View Full Version here: : Any Tips to stop Vignetting
Can anyone suggest some practical way to stop, or at least reduce vignetting, to be honest i didn't think that the Cannon 300 mm would have that problem, would stopping it back a bit help.
05-12-2007, 09:17 PM
You will get vignetting in just about every situation when imaging Leon. Just take flats. Taken correctly they will deal with your vignetting problem, no worries. :thumbsup:
If you want to do it mechanically then (from memory it think) you will need to invest in a curved chip, and I don't think there are any available at this time.
Ah, Paul why did I know you would help me out, ;) thanks heaps, oh well, flats it is then.
05-12-2007, 09:54 PM
Vignetting is a function of the optics of lens design.
There is a law called the Cos4 law that describes this effect, which basically says the further from the centre of axis - the greater the light fall off.
Wide angle lenses are worse than telephoto lenses.
CCDs (which are 3 dimensional wells) can exaggerate this effect compared to film (which is nearly perfectly flat and almost 2 dimensional) as incident light on the sensor furthest from the centre strikes the CCD at progressively larger angles and this light can bounce around (off the microlenses and the walls of the well) and not all of it makes its way to the actual sensor at the bottom or if it does it results in various types of aberrations.
This is a function of individual lens design and the CCD.
Most telephoto lenses are however less prone to this problem than wide angles, but it exists as a problem in all but the very best Telecentric designed lenses - as a far I know these are primarily being made only by Olympus for their E series digital cameras, but no doubt starting to be emulated by others.
As far as I know Vignetting cannot be eliminated (even at a design stage - except by dramatically oversizing the lens compared to the image size but it can be improved by stopping down, the smaller the aperture the less the effects of vignetting.
The compromise is longer exposure times - double for each f stop.
Be careful not to stop down too far (if the lens even allows it) so that you greatly exceed the diffraction limit of the particular lens and get image quality degradation.
Stopping down 2-3 stops in almost all cases will also assist in image quality and sharpness. The exception here is with some of the very top quality lenses where they remain excellent wide open - but a new 300mm f2.8 lens will cost you about $10-15,000
After all that - the only real solution is to take flats and compensate in post processing - as has been stated.
06-12-2007, 05:34 AM
C'mon Leon, get the light-box built, even try an ugly one like Huffs or mine. It really is the next hurdle for you. Once you master it you will wonder why you even faltered. In the meantime try a flat coloured wall, as long as it is evenly lit.
06-12-2007, 07:36 AM
If you don`t want to bother with flats or a light box just stop your lense down to about f/4. I don`t bother with flats with my 200mm lense and I push the processing real hard and I don`t really notice any vignetting at f/3.5-f/4 but there is some wide open.

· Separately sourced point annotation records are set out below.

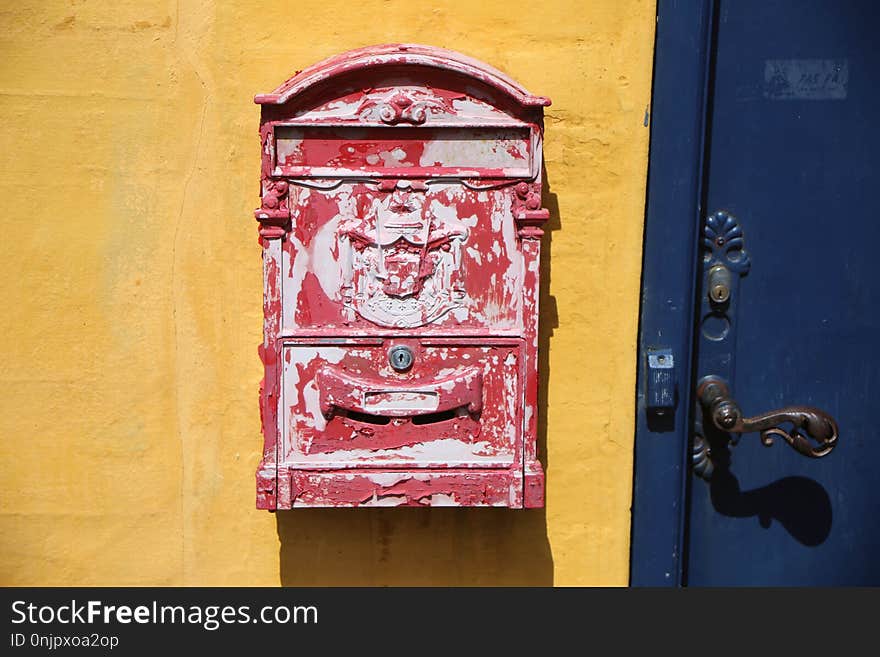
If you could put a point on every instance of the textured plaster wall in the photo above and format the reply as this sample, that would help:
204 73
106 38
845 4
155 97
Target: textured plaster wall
130 283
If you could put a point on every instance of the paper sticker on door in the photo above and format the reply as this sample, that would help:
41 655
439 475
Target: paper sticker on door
805 79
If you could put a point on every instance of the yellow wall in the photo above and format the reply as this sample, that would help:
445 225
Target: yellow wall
130 283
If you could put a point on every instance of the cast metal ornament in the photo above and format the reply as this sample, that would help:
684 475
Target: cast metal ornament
813 434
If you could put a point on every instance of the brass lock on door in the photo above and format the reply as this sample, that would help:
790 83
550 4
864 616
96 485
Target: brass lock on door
814 432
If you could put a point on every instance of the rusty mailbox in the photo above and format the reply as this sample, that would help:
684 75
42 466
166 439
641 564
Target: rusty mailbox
401 229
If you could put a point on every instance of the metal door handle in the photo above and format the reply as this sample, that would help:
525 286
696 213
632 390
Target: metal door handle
714 396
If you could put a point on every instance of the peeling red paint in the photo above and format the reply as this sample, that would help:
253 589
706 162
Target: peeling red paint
401 207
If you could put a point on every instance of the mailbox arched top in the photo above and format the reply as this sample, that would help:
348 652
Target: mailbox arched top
399 55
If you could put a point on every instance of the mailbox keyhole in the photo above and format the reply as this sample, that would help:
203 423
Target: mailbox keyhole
401 358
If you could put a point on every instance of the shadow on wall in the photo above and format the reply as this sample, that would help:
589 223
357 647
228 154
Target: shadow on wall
430 546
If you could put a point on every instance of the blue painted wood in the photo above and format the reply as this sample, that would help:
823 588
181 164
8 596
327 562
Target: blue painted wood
673 213
793 155
791 152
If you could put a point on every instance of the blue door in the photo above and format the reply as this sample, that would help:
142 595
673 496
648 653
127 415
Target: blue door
782 306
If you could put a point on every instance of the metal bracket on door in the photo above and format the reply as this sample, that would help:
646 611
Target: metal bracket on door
718 420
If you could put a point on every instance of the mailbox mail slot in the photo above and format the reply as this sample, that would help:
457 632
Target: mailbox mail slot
400 224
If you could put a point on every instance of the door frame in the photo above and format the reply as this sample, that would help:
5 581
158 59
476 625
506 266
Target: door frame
682 67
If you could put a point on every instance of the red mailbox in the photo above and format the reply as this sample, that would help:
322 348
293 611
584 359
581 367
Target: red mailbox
401 231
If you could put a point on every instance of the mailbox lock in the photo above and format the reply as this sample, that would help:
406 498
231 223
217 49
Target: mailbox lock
401 358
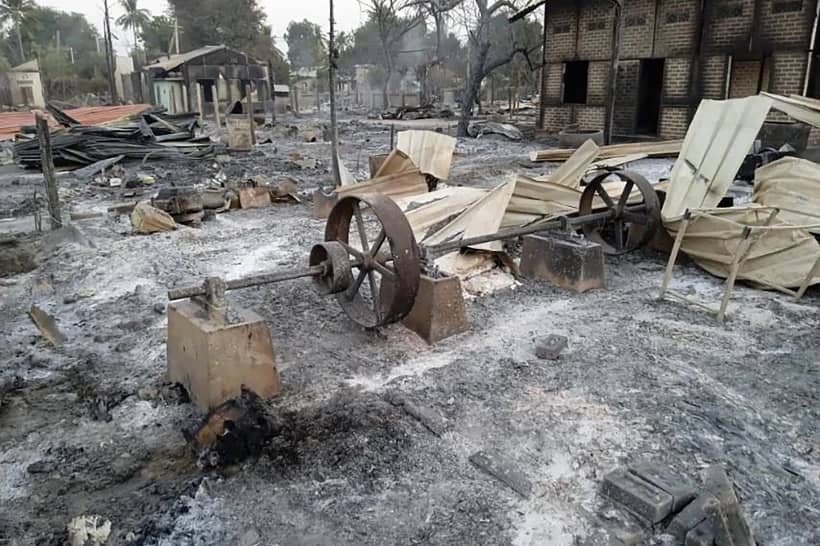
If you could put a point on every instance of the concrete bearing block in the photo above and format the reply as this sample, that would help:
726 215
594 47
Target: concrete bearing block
565 262
213 360
643 499
681 489
439 311
323 203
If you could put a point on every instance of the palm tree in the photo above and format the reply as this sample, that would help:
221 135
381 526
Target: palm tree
17 11
134 18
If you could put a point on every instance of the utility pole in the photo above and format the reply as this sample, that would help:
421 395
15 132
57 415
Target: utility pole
331 74
47 167
109 56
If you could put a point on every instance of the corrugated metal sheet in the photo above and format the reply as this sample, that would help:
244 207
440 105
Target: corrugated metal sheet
174 61
12 122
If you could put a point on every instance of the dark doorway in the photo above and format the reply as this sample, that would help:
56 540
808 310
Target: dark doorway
576 75
207 90
650 89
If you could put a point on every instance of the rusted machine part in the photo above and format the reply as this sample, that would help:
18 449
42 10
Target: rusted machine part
337 276
400 266
611 232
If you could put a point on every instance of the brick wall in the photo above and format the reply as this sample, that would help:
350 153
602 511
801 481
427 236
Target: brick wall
556 118
595 30
745 76
589 117
670 29
674 122
554 75
598 83
561 31
784 28
787 72
676 78
713 76
677 28
728 24
626 97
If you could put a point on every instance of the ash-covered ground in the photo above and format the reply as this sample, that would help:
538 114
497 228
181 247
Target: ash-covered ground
93 428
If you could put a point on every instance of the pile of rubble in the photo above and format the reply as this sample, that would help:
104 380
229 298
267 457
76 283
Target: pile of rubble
691 516
151 135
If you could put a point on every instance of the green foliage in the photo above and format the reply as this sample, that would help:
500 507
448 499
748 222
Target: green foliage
39 31
18 13
239 24
63 80
156 35
134 18
305 46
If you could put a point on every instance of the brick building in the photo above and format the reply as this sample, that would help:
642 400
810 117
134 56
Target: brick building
672 53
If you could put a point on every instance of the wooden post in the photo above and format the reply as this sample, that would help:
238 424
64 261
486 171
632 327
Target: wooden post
249 100
215 93
47 165
200 103
613 74
272 91
331 76
673 256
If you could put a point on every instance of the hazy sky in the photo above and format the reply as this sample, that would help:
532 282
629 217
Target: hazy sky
349 14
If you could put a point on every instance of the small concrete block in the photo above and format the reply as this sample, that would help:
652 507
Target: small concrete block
323 203
731 528
428 417
681 489
717 482
729 525
439 311
214 360
565 262
702 535
638 496
494 465
375 162
625 537
691 516
550 347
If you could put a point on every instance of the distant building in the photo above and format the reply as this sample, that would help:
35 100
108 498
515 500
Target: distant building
22 86
219 73
671 55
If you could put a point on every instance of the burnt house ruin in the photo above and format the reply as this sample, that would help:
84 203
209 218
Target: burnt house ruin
669 55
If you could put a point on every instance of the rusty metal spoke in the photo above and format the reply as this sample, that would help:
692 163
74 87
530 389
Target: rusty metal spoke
619 234
354 288
604 196
625 196
374 294
385 271
352 250
635 217
360 225
377 244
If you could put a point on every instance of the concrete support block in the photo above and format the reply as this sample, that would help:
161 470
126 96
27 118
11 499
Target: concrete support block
681 489
726 516
691 517
702 535
213 359
565 262
439 311
323 203
641 498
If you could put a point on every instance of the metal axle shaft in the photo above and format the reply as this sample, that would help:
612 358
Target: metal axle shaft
255 280
558 223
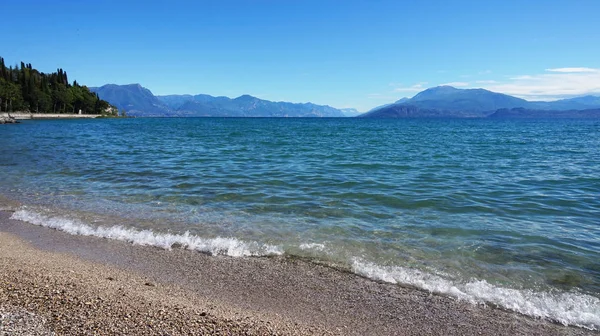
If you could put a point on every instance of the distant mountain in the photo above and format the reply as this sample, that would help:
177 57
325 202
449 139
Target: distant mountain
447 101
578 103
404 111
133 98
478 101
245 106
139 101
350 112
523 113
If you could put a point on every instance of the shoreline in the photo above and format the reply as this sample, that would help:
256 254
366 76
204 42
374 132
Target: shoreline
245 294
39 116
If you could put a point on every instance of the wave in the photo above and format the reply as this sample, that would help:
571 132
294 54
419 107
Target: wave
214 246
568 308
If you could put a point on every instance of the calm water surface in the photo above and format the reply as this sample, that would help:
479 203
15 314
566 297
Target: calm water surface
506 212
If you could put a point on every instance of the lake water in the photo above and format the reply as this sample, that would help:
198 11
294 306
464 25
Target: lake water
502 212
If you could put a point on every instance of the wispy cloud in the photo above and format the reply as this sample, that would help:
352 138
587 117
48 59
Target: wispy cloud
456 84
550 85
418 87
573 70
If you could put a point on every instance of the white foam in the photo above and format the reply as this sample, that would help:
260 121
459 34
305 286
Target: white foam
570 308
215 246
312 246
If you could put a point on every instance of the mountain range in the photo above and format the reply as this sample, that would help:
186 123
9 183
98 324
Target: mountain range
448 101
436 102
139 101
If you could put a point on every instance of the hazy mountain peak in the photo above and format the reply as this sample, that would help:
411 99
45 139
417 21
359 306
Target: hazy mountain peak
139 101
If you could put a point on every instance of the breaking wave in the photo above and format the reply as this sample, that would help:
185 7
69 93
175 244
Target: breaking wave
214 246
568 308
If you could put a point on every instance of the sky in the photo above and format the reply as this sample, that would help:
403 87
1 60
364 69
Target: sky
343 53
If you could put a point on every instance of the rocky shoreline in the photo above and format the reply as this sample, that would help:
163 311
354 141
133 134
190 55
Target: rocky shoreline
77 285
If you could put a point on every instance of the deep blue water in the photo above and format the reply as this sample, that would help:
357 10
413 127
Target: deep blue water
496 211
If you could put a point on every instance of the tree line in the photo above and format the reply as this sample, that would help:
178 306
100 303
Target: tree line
23 88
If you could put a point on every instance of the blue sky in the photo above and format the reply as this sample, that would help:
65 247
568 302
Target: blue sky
342 53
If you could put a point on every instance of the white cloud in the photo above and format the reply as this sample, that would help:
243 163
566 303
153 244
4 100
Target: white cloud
457 84
573 70
550 85
418 87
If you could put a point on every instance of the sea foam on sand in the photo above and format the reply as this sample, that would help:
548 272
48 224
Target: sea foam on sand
568 308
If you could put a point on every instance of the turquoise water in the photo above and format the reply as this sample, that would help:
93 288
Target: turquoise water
503 212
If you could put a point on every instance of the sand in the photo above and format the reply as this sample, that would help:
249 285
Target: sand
55 283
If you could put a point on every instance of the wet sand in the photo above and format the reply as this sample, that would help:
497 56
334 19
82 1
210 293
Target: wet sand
85 285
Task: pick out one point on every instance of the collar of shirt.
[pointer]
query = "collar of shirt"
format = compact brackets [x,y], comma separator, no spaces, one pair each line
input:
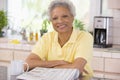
[72,39]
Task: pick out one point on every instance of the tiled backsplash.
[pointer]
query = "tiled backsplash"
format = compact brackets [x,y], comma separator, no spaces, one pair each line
[116,27]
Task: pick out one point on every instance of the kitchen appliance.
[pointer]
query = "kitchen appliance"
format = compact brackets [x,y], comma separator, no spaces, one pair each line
[103,31]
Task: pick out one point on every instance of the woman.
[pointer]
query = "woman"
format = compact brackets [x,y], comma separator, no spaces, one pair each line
[65,47]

Nearly all fast lenses will suffer from vignetting wide open and the shorter focal length ones are even worse. A stop or to closed down will reduce it significantly.
Thank you for your helpful comments, it seems that flats are the go for some and stopping down for others, looks like i will have try both.
Ok Gary, I'm off to the shed :lol:
I usually take my flats at pre-dawn, Leon after an all nighter, of a clear patch of blue sky.
That's another quick option for you.
Andrew, when you do the flats at that time, do you use a white cover of sorts, or just the open tube.
Just open tube Leon.
Try shooting away from the east, where there's no gradient in the sky.
You'll need to work quickly though.
Thanks Andrew, I will give that a go next session .
06-12-2007, 01:14 PM
Leon a Canon Super Telephoto does not vignette It merely follows the laws of physics to almost perfection! Seriously though flats are a must. What I do is wait till just after sunset and pointing the lens vertically take an image on the Av setting (the camera adjusts the exposure automatically for the set aperture) and then I set the camera to manual and for that aperture TRIPLE the exposure the camera used. This gives you a much better flat to correct with. I generally do 16 exposures and use ImagesPlus to combine with median stack and then convert to a grey image by using Luminance and Gamma (under Color) by using the default settings.
Next time I get down to Ballarat I'll try and get to your place to meet etc. You must be OK as we are both clog wogs! Dutch to those that do not know.
Thank Bert It seems all comments for my question are basically the same, flats and more flats, I will heed this information and get serious.
Bert you are welcome any time, it would be great to meet you.